Thoren nahm Elarions Angebot an: „Wir sind nicht nur auf der Suche nach Licht“, sagte er. „Wir suchen nach Wahrheit.“ In dieser Nacht erkannte Serenya, dass ihr Mondstein nicht ein Fluch war, sondern ein Spiegel ihrer eigenen Entschlossenheit.
Während die Gruppe tiefer in den Wald eindrang, begannen sich die aschfarbenen Bäume um sie zu verformen und ihre Ranken auszuweiten. Eine Vision tauchte vor ihren Augen auf – eine Schale aus Licht, die zwischen zwei Welten schimmerte.
Die Reise wurde ein Test des Lichts: Serenyas Mondstein leuchtete, als ob er einen Pfad an den Himmel malen wollte. Thoren fand das Feuer in seinem Herzen wieder und stellte sich dem ersten Sturm aus Schatten vor. Myra setzte ihre Lira ein, um die Illusionen zu brechen; jede Note ließ die Dunkelheit zurückweichen.
Varron, dessen Stimme wie das Flüstern der Sturmtiefen klang, folgte ihnen mit einer Prophezeiung: „Der Pfad des Mondsteins wird von euren eigenen Schatten gesäumt.“ Seine Worte waren nicht eindeutig gut oder schlecht; vielmehr war es ein Spiegel ihrer inneren Kämpfe.
In der Ferne glühte eine kleine Spur aus Nharoth – nur ein wachsamer Schimmer, kaum wahrnehmbar. Doch in der Stille des Waldes fühlte Serenya die Gegenwart einer höheren Macht, die ihr Herz beobachtete.

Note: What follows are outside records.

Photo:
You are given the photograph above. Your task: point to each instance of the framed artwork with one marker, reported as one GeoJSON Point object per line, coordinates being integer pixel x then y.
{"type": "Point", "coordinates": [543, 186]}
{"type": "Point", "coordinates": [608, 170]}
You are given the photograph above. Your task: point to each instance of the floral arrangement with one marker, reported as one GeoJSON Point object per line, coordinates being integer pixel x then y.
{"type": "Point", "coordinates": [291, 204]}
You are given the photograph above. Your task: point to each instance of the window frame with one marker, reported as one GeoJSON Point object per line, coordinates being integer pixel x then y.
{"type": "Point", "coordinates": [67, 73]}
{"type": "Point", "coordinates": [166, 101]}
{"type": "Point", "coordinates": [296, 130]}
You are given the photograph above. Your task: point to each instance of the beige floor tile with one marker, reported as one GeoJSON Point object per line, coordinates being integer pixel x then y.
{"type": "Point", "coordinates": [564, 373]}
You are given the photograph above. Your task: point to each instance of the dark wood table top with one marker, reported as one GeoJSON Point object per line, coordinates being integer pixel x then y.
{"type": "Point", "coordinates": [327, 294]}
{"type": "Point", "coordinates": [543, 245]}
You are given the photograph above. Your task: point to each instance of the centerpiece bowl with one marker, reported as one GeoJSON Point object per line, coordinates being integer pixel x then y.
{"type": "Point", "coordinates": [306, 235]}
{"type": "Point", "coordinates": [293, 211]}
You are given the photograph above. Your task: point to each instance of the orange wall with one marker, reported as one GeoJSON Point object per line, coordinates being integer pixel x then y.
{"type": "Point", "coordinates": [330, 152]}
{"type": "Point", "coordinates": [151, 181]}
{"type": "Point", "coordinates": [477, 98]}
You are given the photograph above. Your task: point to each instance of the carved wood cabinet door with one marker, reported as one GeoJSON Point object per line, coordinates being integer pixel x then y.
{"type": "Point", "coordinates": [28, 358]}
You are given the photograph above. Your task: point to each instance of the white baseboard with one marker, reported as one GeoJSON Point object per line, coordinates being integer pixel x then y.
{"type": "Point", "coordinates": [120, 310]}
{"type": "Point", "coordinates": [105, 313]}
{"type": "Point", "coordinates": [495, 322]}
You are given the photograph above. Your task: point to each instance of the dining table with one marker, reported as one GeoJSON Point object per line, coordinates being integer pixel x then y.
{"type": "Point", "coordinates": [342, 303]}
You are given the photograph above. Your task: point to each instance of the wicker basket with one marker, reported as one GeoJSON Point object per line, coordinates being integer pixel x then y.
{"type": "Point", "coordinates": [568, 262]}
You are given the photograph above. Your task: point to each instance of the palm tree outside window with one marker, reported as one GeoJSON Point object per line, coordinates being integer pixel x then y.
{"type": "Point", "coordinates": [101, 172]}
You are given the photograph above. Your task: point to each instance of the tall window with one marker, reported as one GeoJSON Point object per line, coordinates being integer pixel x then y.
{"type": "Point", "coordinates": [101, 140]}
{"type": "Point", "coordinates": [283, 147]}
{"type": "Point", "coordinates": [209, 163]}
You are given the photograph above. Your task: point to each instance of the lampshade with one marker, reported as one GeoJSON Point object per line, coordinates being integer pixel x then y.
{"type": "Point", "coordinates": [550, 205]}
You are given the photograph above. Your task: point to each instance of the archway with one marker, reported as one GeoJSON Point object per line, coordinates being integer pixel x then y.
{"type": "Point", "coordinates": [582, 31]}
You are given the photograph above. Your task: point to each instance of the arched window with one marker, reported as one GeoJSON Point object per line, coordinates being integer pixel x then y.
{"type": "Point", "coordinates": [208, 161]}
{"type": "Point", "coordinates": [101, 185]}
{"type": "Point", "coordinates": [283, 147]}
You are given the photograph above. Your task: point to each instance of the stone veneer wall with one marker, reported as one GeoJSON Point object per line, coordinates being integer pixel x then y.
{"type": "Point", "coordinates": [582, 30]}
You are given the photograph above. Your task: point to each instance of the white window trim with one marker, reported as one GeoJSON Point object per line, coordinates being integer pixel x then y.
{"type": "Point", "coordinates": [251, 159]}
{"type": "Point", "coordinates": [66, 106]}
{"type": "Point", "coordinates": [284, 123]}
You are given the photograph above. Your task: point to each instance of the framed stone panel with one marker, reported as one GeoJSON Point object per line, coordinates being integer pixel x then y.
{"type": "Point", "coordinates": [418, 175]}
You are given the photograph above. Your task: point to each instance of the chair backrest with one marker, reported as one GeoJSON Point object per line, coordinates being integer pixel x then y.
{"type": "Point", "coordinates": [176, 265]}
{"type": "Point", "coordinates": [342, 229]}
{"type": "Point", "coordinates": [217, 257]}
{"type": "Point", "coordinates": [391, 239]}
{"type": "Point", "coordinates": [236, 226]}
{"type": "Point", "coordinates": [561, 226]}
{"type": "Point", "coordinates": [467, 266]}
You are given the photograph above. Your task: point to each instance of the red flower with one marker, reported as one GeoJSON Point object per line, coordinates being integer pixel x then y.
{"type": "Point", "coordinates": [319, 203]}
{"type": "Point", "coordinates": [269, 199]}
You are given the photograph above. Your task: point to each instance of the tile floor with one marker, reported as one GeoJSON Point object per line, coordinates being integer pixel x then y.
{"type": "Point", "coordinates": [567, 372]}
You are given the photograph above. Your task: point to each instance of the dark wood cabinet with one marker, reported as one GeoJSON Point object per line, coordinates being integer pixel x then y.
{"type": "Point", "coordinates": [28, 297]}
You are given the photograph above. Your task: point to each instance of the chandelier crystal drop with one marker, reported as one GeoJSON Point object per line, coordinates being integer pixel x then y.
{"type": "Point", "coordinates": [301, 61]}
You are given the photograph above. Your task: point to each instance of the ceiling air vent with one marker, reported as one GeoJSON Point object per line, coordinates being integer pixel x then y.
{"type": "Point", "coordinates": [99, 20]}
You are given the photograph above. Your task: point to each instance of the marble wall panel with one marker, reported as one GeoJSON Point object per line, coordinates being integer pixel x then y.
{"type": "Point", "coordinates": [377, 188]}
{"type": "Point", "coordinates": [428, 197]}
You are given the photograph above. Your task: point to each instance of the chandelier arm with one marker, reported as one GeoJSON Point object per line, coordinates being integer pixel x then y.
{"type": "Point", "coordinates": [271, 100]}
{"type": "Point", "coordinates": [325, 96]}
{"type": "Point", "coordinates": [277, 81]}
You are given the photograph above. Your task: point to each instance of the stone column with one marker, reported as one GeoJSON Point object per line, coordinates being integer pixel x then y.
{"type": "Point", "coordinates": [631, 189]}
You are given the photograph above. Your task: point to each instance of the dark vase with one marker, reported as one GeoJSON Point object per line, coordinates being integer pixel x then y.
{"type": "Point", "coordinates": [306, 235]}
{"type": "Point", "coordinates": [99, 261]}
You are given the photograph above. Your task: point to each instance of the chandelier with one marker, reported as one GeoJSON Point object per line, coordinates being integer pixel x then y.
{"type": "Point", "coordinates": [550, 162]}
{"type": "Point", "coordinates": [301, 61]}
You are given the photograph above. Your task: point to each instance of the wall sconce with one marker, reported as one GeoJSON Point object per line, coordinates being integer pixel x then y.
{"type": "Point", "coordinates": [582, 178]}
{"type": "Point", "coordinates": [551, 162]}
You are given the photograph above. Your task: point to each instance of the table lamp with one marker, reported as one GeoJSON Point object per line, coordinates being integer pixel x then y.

Schließlich erreichten sie einen versteckten Hügel, umgeben von schützenden Bäumen. Dort brannte eine alte Rune – ein Symbol aus uraltem Gold, das im Mondlicht funkelte und als Hinweis auf den weiteren Pfad diente. Der Himmel blutrot, die Erde aschfarben, doch in diesem Moment flackerte alles wie ein Herzschlag.
Serenya, ihr graues Auge von den Visionen gezeichnet, spürte eine neue Klarheit: Das Feuer des Mondsteins war kein Fluch, sondern ein Leuchtfeuer. Sie verstand, dass ihre Prophezeiungen nicht nur vor einer Bedrohung sagten, sondern auch einen Weg offenbarten.
„Wir sind noch weit vom Ziel entfernt“, sagte sie sanft zu ihrer Gruppe. „Doch der Pfad ist klar.“ Elarion nickte mit dem Blick auf die Rune; Myra lächelte, während ihre Lira ein leises Echo aus Hoffnung schuf.
Thoren hob sein Schwert, bereit für die kommenden Prüfungen. Varron zog sich in den Schatten zurück, doch seine Prophezeiung blieb wie ein Funke im Herzen der Gruppe.
Mit dem ersten Licht des Morgens, das über die aschfarbenen Wälder streifte, machten sie sich auf den Weg – eine Reise, die ihr Verständnis von Licht, Heilung und menschlichem Glauben neu formen sollte. Das Ende des Kapitels war nicht ein Abschluss, sondern ein Aufbruch. Der Pfad des Mondsteins führte weiter, und das Versprechen einer Schale des Lebens glühte noch immer im Feuer der Rune.
Die Geschichte ist noch lange nicht beendet – doch die Sonne scheint nun für Serenya heller, denn sie hat gelernt: Ein Fluch kann zugleich ein Wegweiser sein, wenn man den Mut hat, dem Ruf zu folgen.